I'm so Old School, I know Charles Stross as "the guy who wrote the good monsters in the Fiend Folio" rather than a novelist. In fact, I've never read a novel of his before -- and I guess I still haven't, since I'm technically listening to this novel.
This was his first novel, from 2003 (though I didn't know that when I picked it out). I'm halfway done now and...well, at one point about a third of the way through I was ready to ditch the rest. I get what he's doing -- showing us that, even in a post-singularity world, people are still people -- they cuss, they think about sex, they kill each other over stupid stuff. It's just ...not much fun, or not the kind of fun I expect from science fiction.
Now, a lot of the other details are what I consider the "fun" in science fiction -- Stross is great at "tech jargon," or, putting super science into dialog form, whether it's short, familiar names for big hi-tech items, or mundane orders involving this big-tech that military technicians might spout off. When world-building, not every author thinks down to the tiny details like that.
There is a lot of backstory to absorb here, but I never felt like I was getting an info dump. A lot that is only eluded to in earlier chapters is never fully revealed until an interlude chapter almost halfway through.

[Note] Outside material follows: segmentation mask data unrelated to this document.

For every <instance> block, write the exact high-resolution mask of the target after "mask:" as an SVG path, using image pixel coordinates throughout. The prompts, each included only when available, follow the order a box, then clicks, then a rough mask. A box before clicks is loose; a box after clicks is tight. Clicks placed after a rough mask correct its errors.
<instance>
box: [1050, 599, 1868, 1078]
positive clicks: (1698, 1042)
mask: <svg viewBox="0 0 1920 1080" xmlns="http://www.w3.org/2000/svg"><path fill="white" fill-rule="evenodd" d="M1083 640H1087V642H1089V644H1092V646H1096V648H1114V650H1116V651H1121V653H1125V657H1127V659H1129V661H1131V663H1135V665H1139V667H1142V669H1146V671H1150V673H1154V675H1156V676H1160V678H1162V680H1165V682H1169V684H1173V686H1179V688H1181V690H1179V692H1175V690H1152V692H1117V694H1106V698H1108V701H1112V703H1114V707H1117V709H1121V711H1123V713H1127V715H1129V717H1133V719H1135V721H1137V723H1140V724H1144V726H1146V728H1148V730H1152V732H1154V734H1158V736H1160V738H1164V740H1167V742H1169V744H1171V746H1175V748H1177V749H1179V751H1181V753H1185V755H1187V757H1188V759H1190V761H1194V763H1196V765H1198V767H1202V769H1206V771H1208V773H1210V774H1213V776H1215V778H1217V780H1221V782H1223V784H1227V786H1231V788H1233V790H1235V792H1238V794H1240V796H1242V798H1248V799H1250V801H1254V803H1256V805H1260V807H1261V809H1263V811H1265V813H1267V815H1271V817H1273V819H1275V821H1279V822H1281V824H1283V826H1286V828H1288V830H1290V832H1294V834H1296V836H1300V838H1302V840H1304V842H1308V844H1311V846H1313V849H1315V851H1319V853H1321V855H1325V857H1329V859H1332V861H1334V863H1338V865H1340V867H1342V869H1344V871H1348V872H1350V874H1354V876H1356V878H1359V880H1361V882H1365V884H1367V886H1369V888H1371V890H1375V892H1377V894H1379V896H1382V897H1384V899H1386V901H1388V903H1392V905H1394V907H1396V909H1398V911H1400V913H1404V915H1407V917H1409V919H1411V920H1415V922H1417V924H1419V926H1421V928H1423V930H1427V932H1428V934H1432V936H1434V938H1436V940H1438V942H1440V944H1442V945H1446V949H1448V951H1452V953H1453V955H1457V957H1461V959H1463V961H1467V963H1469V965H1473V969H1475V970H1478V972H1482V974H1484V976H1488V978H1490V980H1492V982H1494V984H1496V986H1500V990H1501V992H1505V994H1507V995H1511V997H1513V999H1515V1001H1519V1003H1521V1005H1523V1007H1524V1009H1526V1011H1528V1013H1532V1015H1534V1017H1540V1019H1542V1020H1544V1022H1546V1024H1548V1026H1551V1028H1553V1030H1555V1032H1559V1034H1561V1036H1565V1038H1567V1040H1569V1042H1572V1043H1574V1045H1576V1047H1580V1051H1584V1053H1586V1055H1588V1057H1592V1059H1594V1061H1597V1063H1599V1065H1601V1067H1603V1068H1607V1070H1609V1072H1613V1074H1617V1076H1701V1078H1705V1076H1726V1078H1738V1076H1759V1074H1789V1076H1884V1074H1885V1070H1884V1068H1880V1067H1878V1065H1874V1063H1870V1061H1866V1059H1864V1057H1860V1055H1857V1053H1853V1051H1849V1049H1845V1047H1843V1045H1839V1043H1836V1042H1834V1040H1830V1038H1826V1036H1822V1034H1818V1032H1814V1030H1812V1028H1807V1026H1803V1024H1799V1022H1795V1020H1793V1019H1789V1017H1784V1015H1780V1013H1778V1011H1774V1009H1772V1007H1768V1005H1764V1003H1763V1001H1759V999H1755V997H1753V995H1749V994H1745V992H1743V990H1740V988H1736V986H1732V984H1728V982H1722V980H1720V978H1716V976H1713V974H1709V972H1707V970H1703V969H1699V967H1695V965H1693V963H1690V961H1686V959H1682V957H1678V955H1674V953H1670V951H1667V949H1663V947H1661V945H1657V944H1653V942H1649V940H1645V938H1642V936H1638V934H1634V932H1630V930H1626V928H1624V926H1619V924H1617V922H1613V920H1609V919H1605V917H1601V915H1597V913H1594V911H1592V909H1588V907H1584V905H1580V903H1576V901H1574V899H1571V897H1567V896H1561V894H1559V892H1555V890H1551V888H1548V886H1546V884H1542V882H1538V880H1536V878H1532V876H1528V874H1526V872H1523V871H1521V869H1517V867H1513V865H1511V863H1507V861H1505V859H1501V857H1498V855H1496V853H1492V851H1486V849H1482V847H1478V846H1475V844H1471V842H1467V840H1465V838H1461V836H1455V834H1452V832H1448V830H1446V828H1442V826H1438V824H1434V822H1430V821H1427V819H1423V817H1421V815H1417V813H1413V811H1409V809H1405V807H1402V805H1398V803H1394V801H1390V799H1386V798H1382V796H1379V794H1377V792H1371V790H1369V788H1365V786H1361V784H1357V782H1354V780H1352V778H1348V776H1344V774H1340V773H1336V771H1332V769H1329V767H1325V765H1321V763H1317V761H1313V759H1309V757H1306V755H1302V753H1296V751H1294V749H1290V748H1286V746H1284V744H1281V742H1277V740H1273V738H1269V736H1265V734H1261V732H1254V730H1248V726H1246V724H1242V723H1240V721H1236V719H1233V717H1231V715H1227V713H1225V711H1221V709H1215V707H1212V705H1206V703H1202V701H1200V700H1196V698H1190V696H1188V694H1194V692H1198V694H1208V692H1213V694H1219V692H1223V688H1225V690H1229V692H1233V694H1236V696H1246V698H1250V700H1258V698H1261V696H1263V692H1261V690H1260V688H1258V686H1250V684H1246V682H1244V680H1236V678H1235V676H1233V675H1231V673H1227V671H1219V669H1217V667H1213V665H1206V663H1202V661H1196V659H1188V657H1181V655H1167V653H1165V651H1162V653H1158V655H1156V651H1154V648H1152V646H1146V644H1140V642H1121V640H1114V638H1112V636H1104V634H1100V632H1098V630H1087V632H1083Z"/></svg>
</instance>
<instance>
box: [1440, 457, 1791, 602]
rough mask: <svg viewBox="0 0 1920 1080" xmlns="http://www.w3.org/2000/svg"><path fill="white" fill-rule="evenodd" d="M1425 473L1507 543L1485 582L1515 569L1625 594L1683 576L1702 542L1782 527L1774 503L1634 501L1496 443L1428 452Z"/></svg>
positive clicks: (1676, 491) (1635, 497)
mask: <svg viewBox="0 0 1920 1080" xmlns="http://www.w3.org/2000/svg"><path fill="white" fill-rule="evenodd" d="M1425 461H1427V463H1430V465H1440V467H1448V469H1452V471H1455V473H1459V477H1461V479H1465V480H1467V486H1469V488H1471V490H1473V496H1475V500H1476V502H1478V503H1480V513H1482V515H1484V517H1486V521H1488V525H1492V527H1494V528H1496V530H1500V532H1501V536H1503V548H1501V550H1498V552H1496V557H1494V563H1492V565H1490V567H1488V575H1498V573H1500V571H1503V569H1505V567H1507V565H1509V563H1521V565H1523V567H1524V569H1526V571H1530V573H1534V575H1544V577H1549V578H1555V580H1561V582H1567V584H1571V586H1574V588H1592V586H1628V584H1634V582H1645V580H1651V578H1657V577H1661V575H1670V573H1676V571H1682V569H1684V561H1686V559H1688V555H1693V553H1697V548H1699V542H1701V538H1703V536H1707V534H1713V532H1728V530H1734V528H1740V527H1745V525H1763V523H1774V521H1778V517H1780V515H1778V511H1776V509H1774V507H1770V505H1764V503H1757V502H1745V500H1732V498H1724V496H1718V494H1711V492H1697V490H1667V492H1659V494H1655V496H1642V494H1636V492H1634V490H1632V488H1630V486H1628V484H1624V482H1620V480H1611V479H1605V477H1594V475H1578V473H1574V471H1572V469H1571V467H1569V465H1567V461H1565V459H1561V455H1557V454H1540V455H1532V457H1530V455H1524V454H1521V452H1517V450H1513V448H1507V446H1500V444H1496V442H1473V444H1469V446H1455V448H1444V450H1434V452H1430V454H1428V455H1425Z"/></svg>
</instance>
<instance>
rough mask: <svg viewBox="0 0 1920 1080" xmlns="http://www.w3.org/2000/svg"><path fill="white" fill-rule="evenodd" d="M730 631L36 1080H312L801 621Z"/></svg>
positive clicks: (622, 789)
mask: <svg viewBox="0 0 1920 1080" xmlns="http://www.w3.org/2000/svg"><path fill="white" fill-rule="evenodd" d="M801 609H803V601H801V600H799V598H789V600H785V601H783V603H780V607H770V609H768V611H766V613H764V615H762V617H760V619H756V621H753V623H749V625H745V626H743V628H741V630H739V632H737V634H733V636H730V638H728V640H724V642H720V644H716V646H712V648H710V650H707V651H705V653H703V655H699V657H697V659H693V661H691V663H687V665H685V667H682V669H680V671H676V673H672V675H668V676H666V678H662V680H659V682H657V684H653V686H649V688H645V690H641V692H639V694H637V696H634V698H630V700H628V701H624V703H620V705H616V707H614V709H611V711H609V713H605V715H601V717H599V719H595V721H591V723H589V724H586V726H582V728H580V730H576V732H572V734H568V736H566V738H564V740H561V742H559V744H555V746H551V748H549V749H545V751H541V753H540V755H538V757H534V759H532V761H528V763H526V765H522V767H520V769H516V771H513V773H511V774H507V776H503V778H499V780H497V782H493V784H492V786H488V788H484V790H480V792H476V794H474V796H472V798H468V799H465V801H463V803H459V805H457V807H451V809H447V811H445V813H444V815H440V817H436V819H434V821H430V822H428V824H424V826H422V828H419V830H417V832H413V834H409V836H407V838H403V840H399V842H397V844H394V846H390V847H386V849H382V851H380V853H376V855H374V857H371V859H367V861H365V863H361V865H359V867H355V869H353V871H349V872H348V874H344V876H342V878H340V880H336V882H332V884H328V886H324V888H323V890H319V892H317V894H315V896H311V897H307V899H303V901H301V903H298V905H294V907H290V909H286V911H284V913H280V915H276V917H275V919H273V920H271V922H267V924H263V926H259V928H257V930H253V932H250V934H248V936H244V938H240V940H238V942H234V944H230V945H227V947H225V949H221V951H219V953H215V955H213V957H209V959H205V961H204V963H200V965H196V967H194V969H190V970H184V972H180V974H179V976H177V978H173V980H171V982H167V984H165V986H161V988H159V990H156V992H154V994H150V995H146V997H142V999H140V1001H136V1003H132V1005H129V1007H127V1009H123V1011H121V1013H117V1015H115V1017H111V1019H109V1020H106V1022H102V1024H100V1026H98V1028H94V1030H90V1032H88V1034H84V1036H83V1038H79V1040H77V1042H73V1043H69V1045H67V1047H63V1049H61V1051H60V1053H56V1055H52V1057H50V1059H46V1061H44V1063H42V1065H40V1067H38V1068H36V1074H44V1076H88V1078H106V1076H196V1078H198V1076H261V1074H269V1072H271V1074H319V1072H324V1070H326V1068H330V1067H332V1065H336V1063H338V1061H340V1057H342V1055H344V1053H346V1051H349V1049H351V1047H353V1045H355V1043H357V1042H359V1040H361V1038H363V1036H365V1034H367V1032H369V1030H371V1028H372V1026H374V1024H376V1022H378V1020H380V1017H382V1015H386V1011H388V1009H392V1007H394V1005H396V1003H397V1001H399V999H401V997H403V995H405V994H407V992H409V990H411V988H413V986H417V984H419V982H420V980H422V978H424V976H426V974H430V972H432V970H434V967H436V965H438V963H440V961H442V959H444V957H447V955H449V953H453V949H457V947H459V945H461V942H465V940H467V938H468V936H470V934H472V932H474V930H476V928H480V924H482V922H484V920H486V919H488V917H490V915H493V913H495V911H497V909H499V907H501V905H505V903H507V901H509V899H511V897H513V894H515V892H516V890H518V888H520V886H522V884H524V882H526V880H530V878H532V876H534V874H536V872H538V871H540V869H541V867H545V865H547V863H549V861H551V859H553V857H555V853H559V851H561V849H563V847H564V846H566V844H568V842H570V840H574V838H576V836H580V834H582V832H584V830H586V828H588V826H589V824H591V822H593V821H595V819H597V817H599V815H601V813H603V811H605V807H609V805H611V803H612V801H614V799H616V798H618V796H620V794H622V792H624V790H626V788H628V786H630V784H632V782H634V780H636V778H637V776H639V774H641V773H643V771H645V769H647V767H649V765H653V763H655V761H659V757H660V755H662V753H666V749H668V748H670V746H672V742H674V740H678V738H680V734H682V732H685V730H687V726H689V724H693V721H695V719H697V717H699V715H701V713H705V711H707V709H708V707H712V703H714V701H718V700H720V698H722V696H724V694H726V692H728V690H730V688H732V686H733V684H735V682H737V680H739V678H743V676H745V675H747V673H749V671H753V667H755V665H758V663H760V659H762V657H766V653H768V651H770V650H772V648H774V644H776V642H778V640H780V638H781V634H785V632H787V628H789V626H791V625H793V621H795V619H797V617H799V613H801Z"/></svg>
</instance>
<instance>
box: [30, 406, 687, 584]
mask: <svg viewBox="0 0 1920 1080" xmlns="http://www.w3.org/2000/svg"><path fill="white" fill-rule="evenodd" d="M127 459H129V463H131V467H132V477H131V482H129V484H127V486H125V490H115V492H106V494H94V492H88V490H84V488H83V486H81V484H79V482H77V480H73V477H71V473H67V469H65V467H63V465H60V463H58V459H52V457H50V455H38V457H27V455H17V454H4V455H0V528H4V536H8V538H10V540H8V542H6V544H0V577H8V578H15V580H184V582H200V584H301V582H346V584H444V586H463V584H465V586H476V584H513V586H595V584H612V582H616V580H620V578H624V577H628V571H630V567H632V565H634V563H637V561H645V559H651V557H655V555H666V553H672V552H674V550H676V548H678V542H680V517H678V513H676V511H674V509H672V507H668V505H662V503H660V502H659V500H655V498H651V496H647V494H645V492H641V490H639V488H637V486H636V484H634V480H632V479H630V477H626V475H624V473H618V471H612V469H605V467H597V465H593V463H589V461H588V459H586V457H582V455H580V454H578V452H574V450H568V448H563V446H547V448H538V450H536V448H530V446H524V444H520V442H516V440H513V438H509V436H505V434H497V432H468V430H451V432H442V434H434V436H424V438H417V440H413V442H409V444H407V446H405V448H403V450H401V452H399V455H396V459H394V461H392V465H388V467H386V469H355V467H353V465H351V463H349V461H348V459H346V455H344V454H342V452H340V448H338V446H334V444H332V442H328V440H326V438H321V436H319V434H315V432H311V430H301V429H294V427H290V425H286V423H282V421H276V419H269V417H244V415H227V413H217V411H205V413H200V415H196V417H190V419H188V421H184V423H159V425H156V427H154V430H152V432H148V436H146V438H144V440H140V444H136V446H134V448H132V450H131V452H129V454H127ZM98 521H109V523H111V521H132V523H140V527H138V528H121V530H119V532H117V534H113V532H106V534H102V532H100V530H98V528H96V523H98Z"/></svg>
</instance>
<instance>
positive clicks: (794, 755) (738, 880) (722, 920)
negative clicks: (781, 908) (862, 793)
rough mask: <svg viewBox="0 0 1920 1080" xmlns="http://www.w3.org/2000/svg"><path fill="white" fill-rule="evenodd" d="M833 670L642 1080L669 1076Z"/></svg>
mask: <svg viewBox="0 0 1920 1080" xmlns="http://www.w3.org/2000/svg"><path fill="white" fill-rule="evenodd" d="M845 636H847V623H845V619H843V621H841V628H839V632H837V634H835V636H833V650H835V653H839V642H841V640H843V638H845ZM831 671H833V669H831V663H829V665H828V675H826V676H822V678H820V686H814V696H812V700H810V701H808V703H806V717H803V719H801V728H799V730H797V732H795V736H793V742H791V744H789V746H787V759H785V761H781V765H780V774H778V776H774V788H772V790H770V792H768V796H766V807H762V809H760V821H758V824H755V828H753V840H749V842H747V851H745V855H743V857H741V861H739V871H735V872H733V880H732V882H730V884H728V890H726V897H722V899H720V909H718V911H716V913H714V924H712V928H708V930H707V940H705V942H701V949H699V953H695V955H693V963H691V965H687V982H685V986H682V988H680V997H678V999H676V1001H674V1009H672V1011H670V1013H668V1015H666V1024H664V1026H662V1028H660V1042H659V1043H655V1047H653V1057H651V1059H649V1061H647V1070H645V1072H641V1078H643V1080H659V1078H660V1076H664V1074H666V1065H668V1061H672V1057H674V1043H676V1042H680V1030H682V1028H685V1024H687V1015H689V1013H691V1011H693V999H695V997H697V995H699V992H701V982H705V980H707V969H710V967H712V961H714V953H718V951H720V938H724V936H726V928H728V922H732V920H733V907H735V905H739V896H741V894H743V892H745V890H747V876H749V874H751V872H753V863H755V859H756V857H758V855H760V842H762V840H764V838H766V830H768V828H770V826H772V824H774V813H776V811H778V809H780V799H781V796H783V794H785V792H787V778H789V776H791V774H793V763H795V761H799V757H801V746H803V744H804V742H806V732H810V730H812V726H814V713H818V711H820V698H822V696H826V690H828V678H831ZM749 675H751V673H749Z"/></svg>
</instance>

I feel absorbed enough in the story now that I'll probably finish it. Our two main characters seem trapped in an impossible situation where they are somewhere between hours and weeks away from getting killed in a poorly planned military strike against a far more powerful alien force, and I haven't figured out myself how they can get out of it.
The narrator does a good job of differentiating voices, some better than others. Rachel has two distinct voices, which threw me for a short while, but since she began the book disguised, maybe it made sense to distinguish her like that.